Man schaue an: Nick Cave – 20.000 Days on Earth
Wenn jemand 20.000 Tage auf der Welt ist und das keine wirkliche Relevanz für den Film hat, sind erstmal die linke Gehirnhälfte damit beschäftigt, diese Tage in umgänglichere Jahre zu rechnen. Heraus kommt, dass Nick Cave wohl so um die 55 Jahre auf der Welt ist, als dieser fiktive Tag festgehalten wird. Wer einen realen Tagesablauf des australischen Künstlers in seiner Wahlheimat im englischen Brighton erwartet, wird nicht begeistert sein.
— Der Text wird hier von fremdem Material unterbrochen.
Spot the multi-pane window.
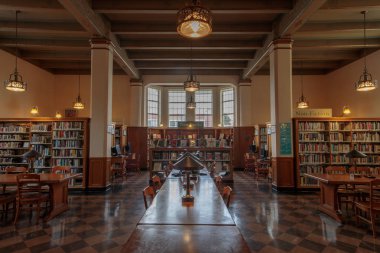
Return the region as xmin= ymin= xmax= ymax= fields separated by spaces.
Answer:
xmin=168 ymin=90 xmax=186 ymax=127
xmin=222 ymin=88 xmax=235 ymax=127
xmin=147 ymin=88 xmax=160 ymax=127
xmin=195 ymin=90 xmax=213 ymax=127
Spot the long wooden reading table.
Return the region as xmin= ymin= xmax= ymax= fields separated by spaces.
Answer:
xmin=122 ymin=173 xmax=250 ymax=253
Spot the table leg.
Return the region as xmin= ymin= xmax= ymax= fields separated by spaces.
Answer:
xmin=45 ymin=181 xmax=69 ymax=221
xmin=319 ymin=182 xmax=343 ymax=223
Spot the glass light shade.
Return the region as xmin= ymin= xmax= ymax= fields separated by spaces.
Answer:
xmin=4 ymin=70 xmax=27 ymax=92
xmin=343 ymin=106 xmax=351 ymax=115
xmin=177 ymin=1 xmax=212 ymax=38
xmin=30 ymin=106 xmax=38 ymax=115
xmin=355 ymin=70 xmax=377 ymax=91
xmin=73 ymin=95 xmax=84 ymax=110
xmin=55 ymin=112 xmax=62 ymax=119
xmin=297 ymin=94 xmax=309 ymax=109
xmin=183 ymin=79 xmax=200 ymax=92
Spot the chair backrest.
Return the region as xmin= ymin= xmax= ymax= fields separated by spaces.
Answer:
xmin=17 ymin=174 xmax=41 ymax=203
xmin=152 ymin=175 xmax=161 ymax=190
xmin=369 ymin=179 xmax=380 ymax=209
xmin=326 ymin=166 xmax=347 ymax=175
xmin=51 ymin=166 xmax=71 ymax=174
xmin=143 ymin=186 xmax=156 ymax=209
xmin=349 ymin=167 xmax=371 ymax=175
xmin=222 ymin=186 xmax=232 ymax=207
xmin=5 ymin=167 xmax=28 ymax=174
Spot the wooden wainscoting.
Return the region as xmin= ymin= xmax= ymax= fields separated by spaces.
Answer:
xmin=88 ymin=157 xmax=111 ymax=190
xmin=272 ymin=157 xmax=295 ymax=191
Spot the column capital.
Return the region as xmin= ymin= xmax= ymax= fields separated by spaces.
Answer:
xmin=268 ymin=38 xmax=293 ymax=49
xmin=90 ymin=37 xmax=113 ymax=50
xmin=238 ymin=78 xmax=252 ymax=87
xmin=129 ymin=79 xmax=143 ymax=86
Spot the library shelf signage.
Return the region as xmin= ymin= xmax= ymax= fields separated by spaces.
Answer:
xmin=294 ymin=108 xmax=332 ymax=118
xmin=178 ymin=121 xmax=204 ymax=128
xmin=280 ymin=122 xmax=292 ymax=155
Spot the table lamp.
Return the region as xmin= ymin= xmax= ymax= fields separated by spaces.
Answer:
xmin=22 ymin=149 xmax=41 ymax=173
xmin=174 ymin=152 xmax=204 ymax=203
xmin=345 ymin=149 xmax=367 ymax=173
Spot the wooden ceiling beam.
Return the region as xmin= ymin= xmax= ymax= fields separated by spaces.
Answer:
xmin=58 ymin=0 xmax=140 ymax=79
xmin=293 ymin=39 xmax=380 ymax=50
xmin=92 ymin=0 xmax=293 ymax=15
xmin=120 ymin=39 xmax=262 ymax=51
xmin=112 ymin=23 xmax=272 ymax=35
xmin=242 ymin=0 xmax=326 ymax=79
xmin=297 ymin=21 xmax=380 ymax=34
xmin=129 ymin=50 xmax=254 ymax=61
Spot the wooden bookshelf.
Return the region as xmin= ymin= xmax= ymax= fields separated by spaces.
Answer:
xmin=0 ymin=118 xmax=89 ymax=189
xmin=293 ymin=118 xmax=380 ymax=189
xmin=148 ymin=128 xmax=233 ymax=180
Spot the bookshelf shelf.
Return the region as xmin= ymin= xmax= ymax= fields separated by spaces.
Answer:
xmin=293 ymin=118 xmax=380 ymax=189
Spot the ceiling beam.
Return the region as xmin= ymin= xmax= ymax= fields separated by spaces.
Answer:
xmin=120 ymin=39 xmax=262 ymax=51
xmin=112 ymin=22 xmax=272 ymax=35
xmin=293 ymin=39 xmax=380 ymax=50
xmin=129 ymin=50 xmax=254 ymax=61
xmin=0 ymin=0 xmax=66 ymax=13
xmin=58 ymin=0 xmax=140 ymax=79
xmin=92 ymin=0 xmax=292 ymax=15
xmin=297 ymin=21 xmax=380 ymax=34
xmin=135 ymin=61 xmax=247 ymax=70
xmin=0 ymin=21 xmax=88 ymax=35
xmin=321 ymin=0 xmax=380 ymax=10
xmin=242 ymin=0 xmax=326 ymax=79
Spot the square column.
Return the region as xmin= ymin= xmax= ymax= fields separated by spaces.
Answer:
xmin=88 ymin=38 xmax=113 ymax=190
xmin=270 ymin=39 xmax=295 ymax=190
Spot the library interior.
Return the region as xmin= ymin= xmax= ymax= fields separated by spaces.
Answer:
xmin=0 ymin=0 xmax=380 ymax=253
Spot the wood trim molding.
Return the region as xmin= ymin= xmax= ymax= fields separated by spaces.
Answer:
xmin=88 ymin=157 xmax=111 ymax=190
xmin=272 ymin=157 xmax=295 ymax=191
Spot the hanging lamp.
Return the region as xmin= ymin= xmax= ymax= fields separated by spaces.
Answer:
xmin=30 ymin=105 xmax=38 ymax=115
xmin=186 ymin=95 xmax=197 ymax=109
xmin=183 ymin=44 xmax=200 ymax=92
xmin=4 ymin=11 xmax=27 ymax=92
xmin=177 ymin=0 xmax=212 ymax=38
xmin=73 ymin=75 xmax=84 ymax=110
xmin=297 ymin=63 xmax=309 ymax=109
xmin=355 ymin=11 xmax=377 ymax=91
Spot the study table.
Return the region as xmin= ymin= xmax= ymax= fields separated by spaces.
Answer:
xmin=304 ymin=173 xmax=373 ymax=223
xmin=122 ymin=173 xmax=250 ymax=253
xmin=0 ymin=173 xmax=80 ymax=221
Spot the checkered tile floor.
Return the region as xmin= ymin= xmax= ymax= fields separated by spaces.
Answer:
xmin=0 ymin=172 xmax=380 ymax=253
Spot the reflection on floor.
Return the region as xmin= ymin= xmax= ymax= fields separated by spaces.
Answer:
xmin=0 ymin=172 xmax=380 ymax=253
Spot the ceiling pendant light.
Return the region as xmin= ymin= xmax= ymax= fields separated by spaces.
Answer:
xmin=186 ymin=95 xmax=197 ymax=109
xmin=297 ymin=63 xmax=309 ymax=109
xmin=73 ymin=75 xmax=84 ymax=110
xmin=355 ymin=11 xmax=377 ymax=91
xmin=177 ymin=0 xmax=212 ymax=38
xmin=30 ymin=105 xmax=38 ymax=115
xmin=4 ymin=11 xmax=27 ymax=92
xmin=183 ymin=45 xmax=200 ymax=92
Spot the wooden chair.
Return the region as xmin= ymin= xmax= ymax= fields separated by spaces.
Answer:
xmin=143 ymin=186 xmax=156 ymax=209
xmin=0 ymin=193 xmax=16 ymax=219
xmin=3 ymin=167 xmax=28 ymax=193
xmin=51 ymin=166 xmax=71 ymax=174
xmin=215 ymin=176 xmax=223 ymax=190
xmin=326 ymin=166 xmax=357 ymax=210
xmin=355 ymin=179 xmax=380 ymax=237
xmin=152 ymin=175 xmax=162 ymax=191
xmin=14 ymin=174 xmax=49 ymax=225
xmin=125 ymin=153 xmax=140 ymax=171
xmin=244 ymin=153 xmax=257 ymax=172
xmin=222 ymin=186 xmax=232 ymax=207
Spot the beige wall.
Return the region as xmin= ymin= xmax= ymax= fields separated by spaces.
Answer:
xmin=0 ymin=50 xmax=55 ymax=118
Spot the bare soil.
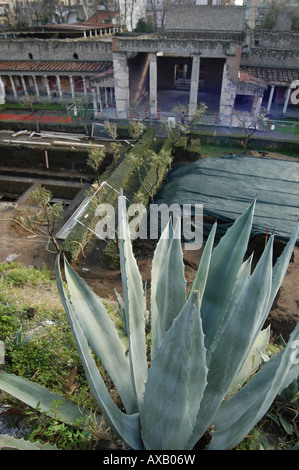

Wer allerdings in eine künstlerische Ergänzung seiner Musik eintauchen möchte, sollte den Film nicht verpassen.
“Es ist eine absurde, verrückte, brutale Welt, in der Menschen vor Wut rasen und Gott tatsächlich existiert. Je mehr ich schreibe, desto ausgefeilter und detaillierter wird diese Welt, und all die Figuren, die darin leben, sterben oder zerrinnen, sind lediglich krumme Versionen meiner selbst.“
Es steckt also ein bisschen Wahrheit über ihn selbst in allem, was Cave kreiert – so ist es auch im Film, doch zwischen den Wahrheiten wird der Zuschauer zugedröhnt mit Aphorismen, die in einer so engen Zeitfolge aufeinander prallen, dass man sich eine Pausentaste im Kino wünscht, um zu diese zu verarbeiten. Doch dazu bleibt nicht die Zeit und ob Cave nun ein “Engel” ist, wie sein Vater behauptet, oder doch ein Monster, als dass er sich selber sieht, bleibt zunächst ungeklärt.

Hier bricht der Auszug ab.